Dexter once again attends the seminar, where Chase convinces him in opening up about his experience with Rita's death. During this, Lumen runs into Harmon and flees back to her room. Harmon tries to catch her, only to be knocked unconscious by Dexter. Taking him to the kill room, Harmon refuses to name the other people in the photograph. With Lumen's approval, Dexter kills him. Dexter tells Lumen that he previously killed, explaining his dark past after his mother's death. As they leave the hotel with the dismembered parts, Dexter runs into Chase. Chase says a catchphrase, and Dexter realizes Chase was another of Lumen's captors. That night, Dexter and Lumen dispose of Harmon's body, unaware that Liddy is photographing them from afar.

==Production==
===Development===
The episode was written by executive producer Manny Coto and co-executive producer Wendy West, and was directed by Romeo Tirone. This was Coto's second writing credit, West's fifth writing credit, and Tirone's third directing credit.

==Reception==
===Viewers===
In its original American broadcast, "Take It!" was seen by an estimated 1.94 million household viewers with a 0.9/2 in the 18–49 demographics. This means that 0.9 percent of all households with televisions watched the episode, while 2 percent of all of those watching television at the time of the broadcast watched it. This was a slight increase in viewership from the previous episode, which was watched by an estimated 1.90 million household viewers with a 0.9/2 in the 18–49 demographics.

===Critical reviews===
"Take It!" received critical acclaim. Matt Fowler of IGN gave the episode a perfect "masterpiece" 10 out of 10, and wrote, "Look, this doesn't happen very often, so I'll admit it. I wept. "Take It" was an absolute marvel; suspenseful, touching and surprising. I feel like, in a way, so many of the episodes that we've already seen - so much of the series so far - was leading up to the scene near the end between Lumen and Dexter, where they both stood over Cole's dead body and Dexter unburdened his soul. I can't fully explain why I got so emotional. Looking at it objectively, it seems a bit silly, sure. But the music and the sentiment both struck a chord. I cried."

Emily St. James of The A.V. Club gave the episode a "B+" grade and wrote, "I don't know if this is where we're going ultimately, but the question of the lack of moral ambiguity in these last few episodes may be because this is the season where we get little hints of how others see Dexter, of how his mission looks to those who get a glimpse of who he really is. It scares most, but to a woman who endured hell, he might seem a little like a lifeline." Alan Sepinwall of HitFix wrote, "the show is (in the central Dexter plot, at least) well-crafted enough that I continue to watch to enjoy the performances, but my enthusiasm doesn’t extend much beyond that."

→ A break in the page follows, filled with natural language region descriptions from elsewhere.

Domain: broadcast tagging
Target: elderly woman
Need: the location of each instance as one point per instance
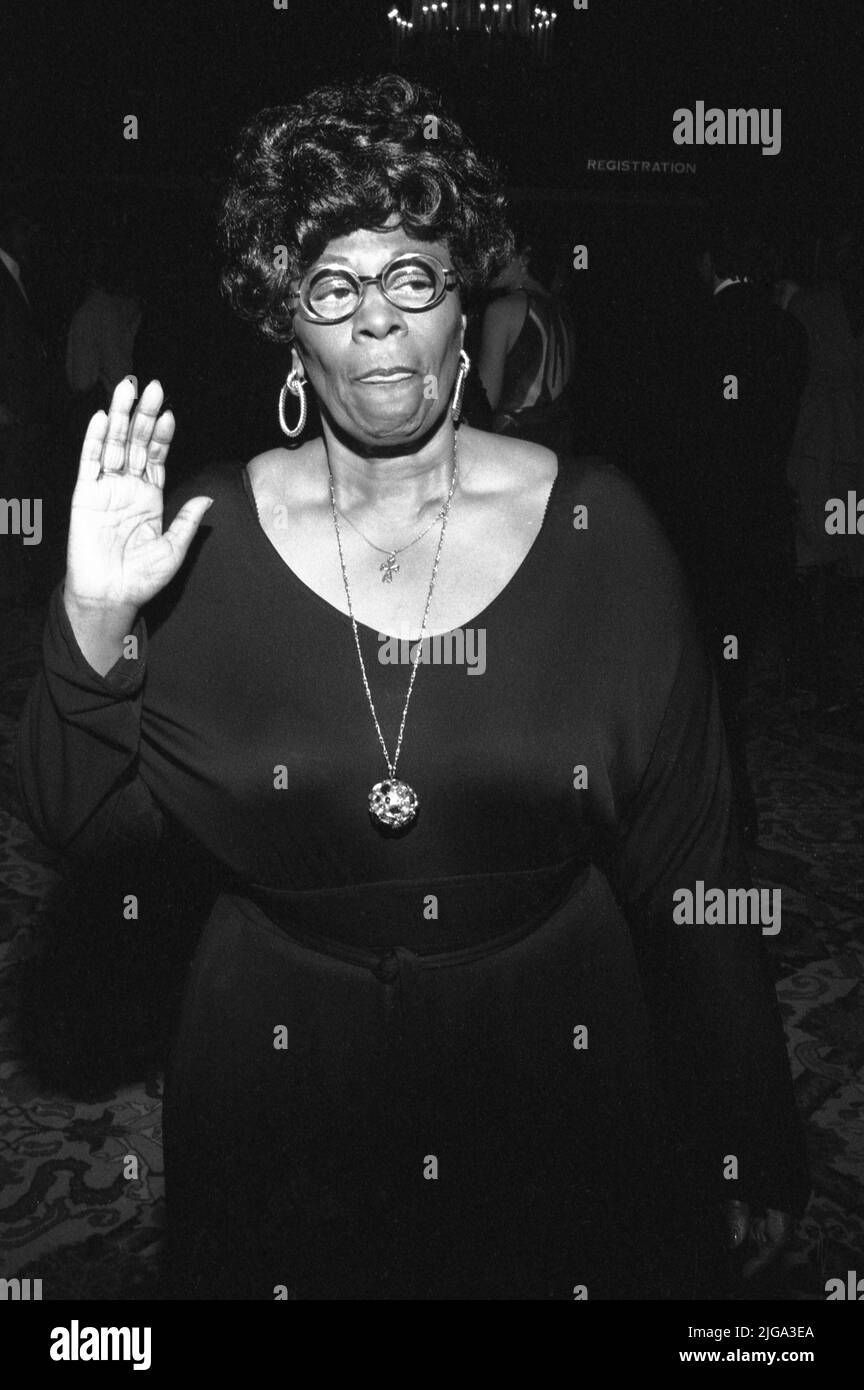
(443, 1036)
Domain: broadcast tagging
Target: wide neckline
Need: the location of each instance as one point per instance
(503, 594)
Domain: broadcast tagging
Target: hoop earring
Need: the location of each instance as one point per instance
(464, 367)
(296, 385)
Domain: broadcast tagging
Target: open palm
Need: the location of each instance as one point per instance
(118, 556)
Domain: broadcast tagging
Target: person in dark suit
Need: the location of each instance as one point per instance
(27, 403)
(735, 524)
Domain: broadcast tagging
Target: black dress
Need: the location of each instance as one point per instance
(475, 1059)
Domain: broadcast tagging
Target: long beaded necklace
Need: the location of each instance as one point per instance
(389, 566)
(395, 802)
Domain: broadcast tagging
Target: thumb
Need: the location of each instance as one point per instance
(181, 531)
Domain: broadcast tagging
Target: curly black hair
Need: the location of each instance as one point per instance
(347, 157)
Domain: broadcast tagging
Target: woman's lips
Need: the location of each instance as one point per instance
(377, 378)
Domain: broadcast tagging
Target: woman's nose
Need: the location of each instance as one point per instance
(377, 314)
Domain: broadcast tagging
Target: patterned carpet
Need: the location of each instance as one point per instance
(85, 1011)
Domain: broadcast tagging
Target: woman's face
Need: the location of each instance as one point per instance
(336, 357)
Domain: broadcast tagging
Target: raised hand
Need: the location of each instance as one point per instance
(118, 556)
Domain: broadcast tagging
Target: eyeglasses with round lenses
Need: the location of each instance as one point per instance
(411, 282)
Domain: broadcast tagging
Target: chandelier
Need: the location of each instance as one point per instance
(449, 20)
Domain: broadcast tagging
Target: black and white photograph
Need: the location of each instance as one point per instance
(432, 666)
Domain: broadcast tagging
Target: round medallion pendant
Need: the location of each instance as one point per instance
(393, 802)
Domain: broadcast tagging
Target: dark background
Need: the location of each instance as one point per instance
(193, 72)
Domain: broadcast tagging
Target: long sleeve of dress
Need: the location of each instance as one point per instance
(713, 1005)
(78, 744)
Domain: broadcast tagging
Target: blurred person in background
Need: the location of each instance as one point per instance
(527, 359)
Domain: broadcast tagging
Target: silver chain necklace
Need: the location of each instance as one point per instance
(389, 566)
(393, 802)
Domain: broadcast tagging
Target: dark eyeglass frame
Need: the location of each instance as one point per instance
(299, 298)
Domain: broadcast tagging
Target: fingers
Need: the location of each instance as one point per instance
(114, 452)
(143, 426)
(159, 445)
(92, 448)
(185, 524)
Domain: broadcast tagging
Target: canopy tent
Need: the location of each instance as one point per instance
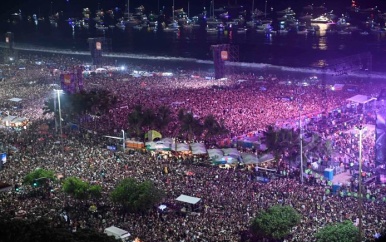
(116, 232)
(152, 134)
(198, 148)
(180, 147)
(15, 99)
(227, 159)
(266, 157)
(159, 145)
(231, 152)
(215, 154)
(19, 121)
(7, 120)
(361, 99)
(338, 87)
(249, 158)
(188, 199)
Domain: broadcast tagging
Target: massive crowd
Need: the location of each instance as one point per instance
(230, 198)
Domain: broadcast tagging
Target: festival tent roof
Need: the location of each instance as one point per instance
(249, 158)
(362, 99)
(116, 232)
(159, 145)
(215, 154)
(166, 140)
(15, 99)
(266, 157)
(338, 87)
(19, 120)
(227, 159)
(8, 119)
(180, 147)
(198, 148)
(231, 151)
(188, 199)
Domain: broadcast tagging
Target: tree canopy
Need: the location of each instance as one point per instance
(136, 196)
(339, 232)
(275, 222)
(80, 189)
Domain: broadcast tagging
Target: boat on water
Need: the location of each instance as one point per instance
(121, 25)
(321, 20)
(100, 26)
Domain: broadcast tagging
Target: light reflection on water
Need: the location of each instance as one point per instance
(277, 49)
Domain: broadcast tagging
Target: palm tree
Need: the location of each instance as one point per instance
(163, 117)
(280, 140)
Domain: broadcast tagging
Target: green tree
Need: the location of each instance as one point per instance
(38, 177)
(136, 196)
(339, 232)
(276, 222)
(80, 189)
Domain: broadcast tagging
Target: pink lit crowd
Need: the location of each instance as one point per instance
(229, 198)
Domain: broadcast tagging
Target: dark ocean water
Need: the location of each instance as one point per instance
(293, 50)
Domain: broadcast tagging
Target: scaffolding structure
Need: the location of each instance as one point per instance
(223, 54)
(10, 54)
(98, 47)
(344, 66)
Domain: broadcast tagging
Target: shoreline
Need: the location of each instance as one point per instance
(170, 59)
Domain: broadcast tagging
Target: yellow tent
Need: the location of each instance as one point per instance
(152, 134)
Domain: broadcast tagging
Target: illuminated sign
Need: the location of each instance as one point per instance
(98, 45)
(224, 55)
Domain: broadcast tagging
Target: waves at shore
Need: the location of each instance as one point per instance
(208, 63)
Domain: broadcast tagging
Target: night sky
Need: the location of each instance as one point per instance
(43, 7)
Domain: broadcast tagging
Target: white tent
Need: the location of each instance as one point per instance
(7, 120)
(232, 152)
(362, 99)
(215, 154)
(249, 158)
(266, 157)
(19, 121)
(116, 232)
(179, 147)
(198, 148)
(188, 199)
(15, 99)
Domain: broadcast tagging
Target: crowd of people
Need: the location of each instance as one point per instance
(230, 198)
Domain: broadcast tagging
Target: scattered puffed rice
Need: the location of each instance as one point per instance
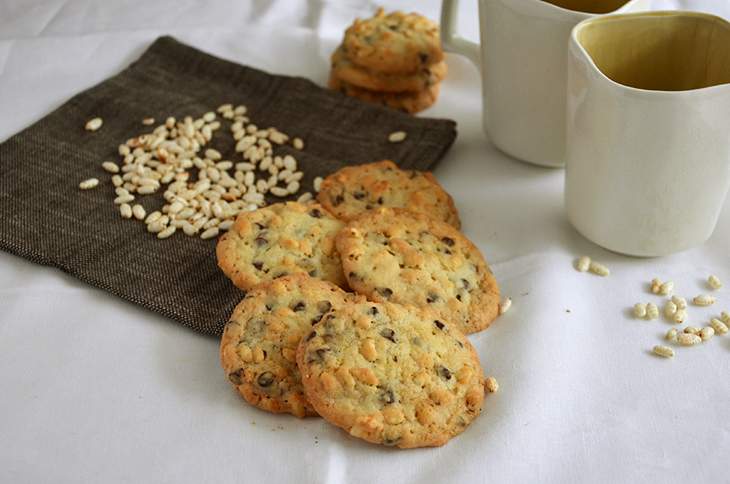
(139, 212)
(666, 288)
(93, 124)
(718, 326)
(707, 332)
(125, 210)
(664, 351)
(89, 184)
(640, 310)
(652, 311)
(687, 339)
(505, 305)
(583, 263)
(492, 384)
(680, 316)
(680, 302)
(167, 232)
(397, 136)
(209, 233)
(714, 282)
(703, 300)
(110, 166)
(598, 269)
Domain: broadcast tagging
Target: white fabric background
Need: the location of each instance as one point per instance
(93, 389)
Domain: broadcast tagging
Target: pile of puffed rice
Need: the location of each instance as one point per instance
(164, 158)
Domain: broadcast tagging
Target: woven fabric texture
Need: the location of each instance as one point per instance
(47, 219)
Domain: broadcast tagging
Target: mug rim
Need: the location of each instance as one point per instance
(589, 15)
(656, 13)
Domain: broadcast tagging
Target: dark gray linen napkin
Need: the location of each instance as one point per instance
(45, 218)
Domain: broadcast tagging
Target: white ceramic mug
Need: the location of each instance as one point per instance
(648, 134)
(523, 61)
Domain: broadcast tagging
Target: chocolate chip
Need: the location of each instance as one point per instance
(388, 334)
(387, 396)
(265, 379)
(235, 376)
(443, 372)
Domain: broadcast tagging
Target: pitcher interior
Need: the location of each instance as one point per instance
(589, 6)
(664, 52)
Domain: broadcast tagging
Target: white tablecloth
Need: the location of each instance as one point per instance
(93, 389)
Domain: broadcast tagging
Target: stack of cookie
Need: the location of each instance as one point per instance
(357, 307)
(395, 60)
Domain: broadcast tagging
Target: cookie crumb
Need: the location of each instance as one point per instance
(89, 184)
(714, 282)
(93, 124)
(664, 351)
(397, 136)
(492, 384)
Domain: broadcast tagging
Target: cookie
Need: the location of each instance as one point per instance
(394, 43)
(358, 76)
(281, 239)
(259, 343)
(355, 189)
(409, 102)
(391, 374)
(395, 255)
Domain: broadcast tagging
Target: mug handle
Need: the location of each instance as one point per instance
(453, 42)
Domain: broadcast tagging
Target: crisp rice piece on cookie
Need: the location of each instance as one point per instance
(281, 239)
(259, 343)
(393, 43)
(391, 374)
(354, 189)
(358, 76)
(409, 102)
(400, 256)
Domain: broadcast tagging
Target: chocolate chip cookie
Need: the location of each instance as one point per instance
(394, 43)
(395, 255)
(351, 73)
(391, 374)
(259, 344)
(409, 102)
(281, 239)
(354, 189)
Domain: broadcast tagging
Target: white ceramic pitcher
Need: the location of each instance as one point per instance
(523, 61)
(648, 146)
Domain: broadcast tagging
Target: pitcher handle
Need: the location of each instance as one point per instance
(453, 42)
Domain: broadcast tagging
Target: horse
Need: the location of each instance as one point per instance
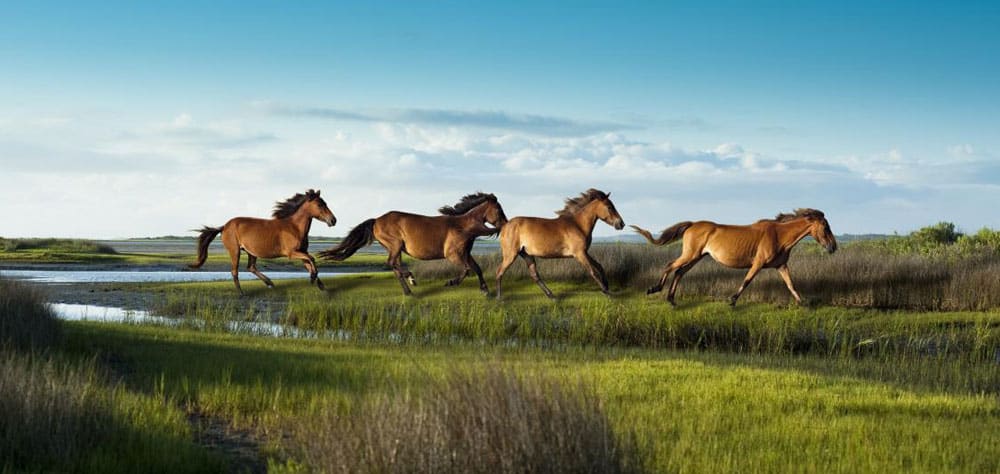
(567, 235)
(285, 235)
(448, 236)
(766, 243)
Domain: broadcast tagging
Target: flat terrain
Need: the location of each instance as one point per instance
(703, 387)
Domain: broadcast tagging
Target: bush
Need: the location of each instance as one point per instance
(479, 422)
(60, 245)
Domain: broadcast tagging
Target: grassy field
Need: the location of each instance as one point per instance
(860, 380)
(75, 251)
(684, 411)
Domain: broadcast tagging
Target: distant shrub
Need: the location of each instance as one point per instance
(493, 421)
(26, 322)
(59, 245)
(942, 233)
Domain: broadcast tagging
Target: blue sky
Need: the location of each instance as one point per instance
(143, 118)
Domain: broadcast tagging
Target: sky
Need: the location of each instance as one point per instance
(130, 119)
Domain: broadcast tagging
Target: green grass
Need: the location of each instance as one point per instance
(219, 261)
(688, 411)
(60, 414)
(370, 307)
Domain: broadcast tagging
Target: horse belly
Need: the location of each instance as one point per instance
(729, 259)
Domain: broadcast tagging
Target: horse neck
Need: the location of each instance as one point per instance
(301, 220)
(586, 219)
(477, 214)
(474, 218)
(790, 233)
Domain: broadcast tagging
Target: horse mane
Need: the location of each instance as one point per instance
(292, 204)
(797, 214)
(467, 203)
(574, 205)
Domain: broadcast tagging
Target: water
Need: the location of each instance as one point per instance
(105, 276)
(110, 314)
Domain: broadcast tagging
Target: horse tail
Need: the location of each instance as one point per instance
(362, 235)
(671, 234)
(207, 236)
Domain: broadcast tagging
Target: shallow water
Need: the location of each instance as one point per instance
(78, 276)
(109, 314)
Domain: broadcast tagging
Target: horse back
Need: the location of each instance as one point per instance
(542, 237)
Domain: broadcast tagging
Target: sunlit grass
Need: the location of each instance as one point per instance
(689, 411)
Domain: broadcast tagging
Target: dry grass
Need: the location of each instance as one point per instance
(51, 413)
(491, 421)
(856, 276)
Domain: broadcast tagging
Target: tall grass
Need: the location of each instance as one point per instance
(858, 275)
(482, 421)
(62, 415)
(25, 320)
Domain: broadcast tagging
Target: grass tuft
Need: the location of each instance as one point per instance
(487, 421)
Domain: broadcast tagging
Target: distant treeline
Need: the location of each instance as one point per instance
(59, 245)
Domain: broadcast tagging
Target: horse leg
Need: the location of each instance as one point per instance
(595, 270)
(310, 263)
(533, 271)
(673, 265)
(508, 260)
(252, 266)
(677, 279)
(746, 281)
(471, 262)
(459, 260)
(785, 275)
(394, 262)
(234, 257)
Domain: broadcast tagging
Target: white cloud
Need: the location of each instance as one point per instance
(182, 172)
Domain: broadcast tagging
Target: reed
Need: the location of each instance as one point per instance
(490, 420)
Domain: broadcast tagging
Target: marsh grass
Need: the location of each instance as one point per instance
(860, 274)
(490, 420)
(60, 414)
(26, 322)
(690, 411)
(56, 245)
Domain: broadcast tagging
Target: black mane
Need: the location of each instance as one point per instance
(467, 203)
(292, 204)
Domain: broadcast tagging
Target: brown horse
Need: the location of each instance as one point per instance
(449, 236)
(764, 244)
(568, 235)
(286, 235)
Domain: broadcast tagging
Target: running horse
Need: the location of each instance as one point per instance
(449, 236)
(567, 235)
(285, 235)
(766, 243)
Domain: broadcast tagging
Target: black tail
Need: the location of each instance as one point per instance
(207, 236)
(362, 235)
(669, 235)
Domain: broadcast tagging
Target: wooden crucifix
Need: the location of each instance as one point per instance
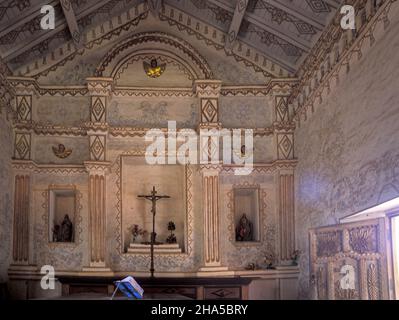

Lizzy Goodman of Vulture wrote, "Wow, what an episode! In the ramp-up to the season finale (only three episodes left!), things are getting intense." Sandra Gonzalez of Entertainment Weekly wrote, "Going against his primal instinct (which is, of course, to stay away from people who are crazier than himself) Dexter took the plunge this week and attended his first Jordan Chase seminar/convention of incredibly disturbing individuals. But it was all in the name of research for a job - which in this case was the mission to kill Cole."

Billy Grifter of Den of Geek wrote, "Take It! was a complete and total experience from beginning to end. After I'd watched it, I tried to fuse in my mind those parts I most liked, but eventually concluded that it was great, throughout and ought to be considered in the whole." Gina DiNunno of TV Guide wrote, "Dexter and Lumen are on his boat dumping Cole's body. Just as you think they're sharing a moment over the bags of body parts, we learn Liddy has caught a few snapshots of them in the act."

Claire Zulkey of Los Angeles Times wrote, "Sad to say, even if we knew what Dexter and Lumen mean to each other, I don't think there are boatloads of chemistry between Michael C. Hall and Julia Stiles to enjoy just for fun’s sake." Television Without Pity gave the episode an "A" grade.